Few politicians have been a thorn in the side of global managerial elites the way Hungarian Prime Minister Viktor Orban has since he was elected in 2010.
When dealing with issues of global taxation, Orban wants nothing to do with this latest globalist fad. On June 9, 2021, Orban declared that a global minimum corporate tax is “absurd” and he proceeded to announce that the Hungarian government would entertain the use of contingency plans if the tax proposal went through.
The Organization for Economic Cooperation and Development (OECD) has recently been spearheading negotiations between 140 countries on rules concerning the taxation of cross-border digital services and halting tax base erosion. A global corporate minimum tax is at the center of the OECD’s tax harmonization schemes.
Last week, finance ministers from the Group of Seven (G7) economic titans came to an agreement where they supported the creation of a global minimum corporate tax rate of 15%.
Orban announced the Hungarian government’s opposition to the move on the grounds that it would make Hungary a less attractive place for foreign companies to invest in.
Hungary currently has a 9% corporate tax, among the lowest corporate tax rates for European Union members (the union has 27 member states). Hungary has leveraged its low tax rates to attract investments in key sectors such as automobiles and manufacturing, which have boosted economic growth and make Orban’s management of the economy look good on the international stage.
“I consider it absurd that any world organisation should assert the right to say what taxes Hungary can levy and what taxes it cannot,” remarked Orban.
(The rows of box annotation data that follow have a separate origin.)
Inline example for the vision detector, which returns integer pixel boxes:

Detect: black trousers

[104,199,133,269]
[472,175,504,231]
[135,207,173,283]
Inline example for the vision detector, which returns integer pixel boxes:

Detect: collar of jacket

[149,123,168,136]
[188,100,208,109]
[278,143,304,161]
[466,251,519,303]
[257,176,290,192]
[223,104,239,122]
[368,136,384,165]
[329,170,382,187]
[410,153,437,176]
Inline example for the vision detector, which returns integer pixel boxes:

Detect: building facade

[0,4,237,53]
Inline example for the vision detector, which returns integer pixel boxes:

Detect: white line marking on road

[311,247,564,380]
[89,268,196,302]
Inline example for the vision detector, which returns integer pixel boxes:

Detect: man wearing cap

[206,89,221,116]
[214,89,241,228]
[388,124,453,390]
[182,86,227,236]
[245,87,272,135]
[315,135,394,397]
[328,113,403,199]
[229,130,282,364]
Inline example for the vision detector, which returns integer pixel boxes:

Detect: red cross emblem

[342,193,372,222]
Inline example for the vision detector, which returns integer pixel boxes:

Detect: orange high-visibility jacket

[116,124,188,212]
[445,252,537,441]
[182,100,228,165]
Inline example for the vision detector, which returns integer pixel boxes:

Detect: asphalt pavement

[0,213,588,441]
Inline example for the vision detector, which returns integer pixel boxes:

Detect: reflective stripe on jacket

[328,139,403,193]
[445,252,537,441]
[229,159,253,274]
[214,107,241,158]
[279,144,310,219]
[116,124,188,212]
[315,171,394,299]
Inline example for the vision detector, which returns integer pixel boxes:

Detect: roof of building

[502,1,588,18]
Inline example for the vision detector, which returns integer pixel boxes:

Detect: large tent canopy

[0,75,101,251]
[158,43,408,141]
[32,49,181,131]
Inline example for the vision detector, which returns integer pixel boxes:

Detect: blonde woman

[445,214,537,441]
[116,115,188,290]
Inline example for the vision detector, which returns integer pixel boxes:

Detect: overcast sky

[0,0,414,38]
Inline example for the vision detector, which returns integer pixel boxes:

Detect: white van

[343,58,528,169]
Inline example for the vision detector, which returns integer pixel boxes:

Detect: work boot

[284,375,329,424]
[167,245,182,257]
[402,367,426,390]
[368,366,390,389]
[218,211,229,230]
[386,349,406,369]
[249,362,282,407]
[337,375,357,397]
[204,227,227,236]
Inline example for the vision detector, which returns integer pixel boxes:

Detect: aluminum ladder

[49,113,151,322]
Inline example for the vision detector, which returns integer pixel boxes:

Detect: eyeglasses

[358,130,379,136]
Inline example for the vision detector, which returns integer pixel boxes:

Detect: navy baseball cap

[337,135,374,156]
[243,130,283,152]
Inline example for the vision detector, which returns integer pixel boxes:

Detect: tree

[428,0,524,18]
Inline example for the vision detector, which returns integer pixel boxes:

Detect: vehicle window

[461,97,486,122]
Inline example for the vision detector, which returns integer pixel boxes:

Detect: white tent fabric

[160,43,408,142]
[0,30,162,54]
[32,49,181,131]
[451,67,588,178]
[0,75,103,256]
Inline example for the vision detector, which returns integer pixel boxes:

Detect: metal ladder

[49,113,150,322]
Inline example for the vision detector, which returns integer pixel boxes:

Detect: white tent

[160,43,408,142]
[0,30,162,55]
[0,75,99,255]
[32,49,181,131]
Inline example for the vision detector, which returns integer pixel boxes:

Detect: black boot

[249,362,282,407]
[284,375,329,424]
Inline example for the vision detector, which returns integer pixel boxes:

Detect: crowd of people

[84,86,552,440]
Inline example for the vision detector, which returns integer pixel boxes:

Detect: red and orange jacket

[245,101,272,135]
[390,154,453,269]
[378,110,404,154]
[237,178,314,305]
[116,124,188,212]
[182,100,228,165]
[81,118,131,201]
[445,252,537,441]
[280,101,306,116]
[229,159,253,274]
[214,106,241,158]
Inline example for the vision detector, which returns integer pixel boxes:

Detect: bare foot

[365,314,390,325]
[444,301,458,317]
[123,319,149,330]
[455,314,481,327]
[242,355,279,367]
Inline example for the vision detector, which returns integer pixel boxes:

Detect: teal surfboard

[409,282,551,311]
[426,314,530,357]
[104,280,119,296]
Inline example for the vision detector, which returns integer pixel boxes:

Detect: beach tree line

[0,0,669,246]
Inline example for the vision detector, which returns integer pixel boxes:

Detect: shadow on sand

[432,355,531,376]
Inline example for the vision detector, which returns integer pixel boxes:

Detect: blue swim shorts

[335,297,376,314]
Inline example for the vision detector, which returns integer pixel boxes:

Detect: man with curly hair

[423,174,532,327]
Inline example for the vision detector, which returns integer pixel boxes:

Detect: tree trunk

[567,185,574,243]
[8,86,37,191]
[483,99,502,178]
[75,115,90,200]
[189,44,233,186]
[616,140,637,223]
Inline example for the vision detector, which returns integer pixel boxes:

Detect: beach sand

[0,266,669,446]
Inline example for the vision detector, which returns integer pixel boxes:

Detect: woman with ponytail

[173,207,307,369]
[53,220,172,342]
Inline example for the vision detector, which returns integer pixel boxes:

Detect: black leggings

“Especially as we are not a tax haven, because the low Hungarian corporate tax rate is not meant to attract certain companies to declare their taxes here,” he said during a business conference. The contingency plans Orban is drawing up would ensure that companies within Hungary are not paying excessive taxes, thus limiting job growth and productivity gains that benefit Hungarians.
According to Hungarian Finance Mihaly Varga, the global tax could negatively impact 2,000 to 3,000 companies in Hungary.
Although Hungary is a country of nearly 10 million people, Viktor Orban has put the country in the national spotlight by pushing for strong pro-borders policies, sensible pro-family plans, and rational market-based measures that allow for Hungarians to prosper while maintaining the country’s national character and social fabric intact.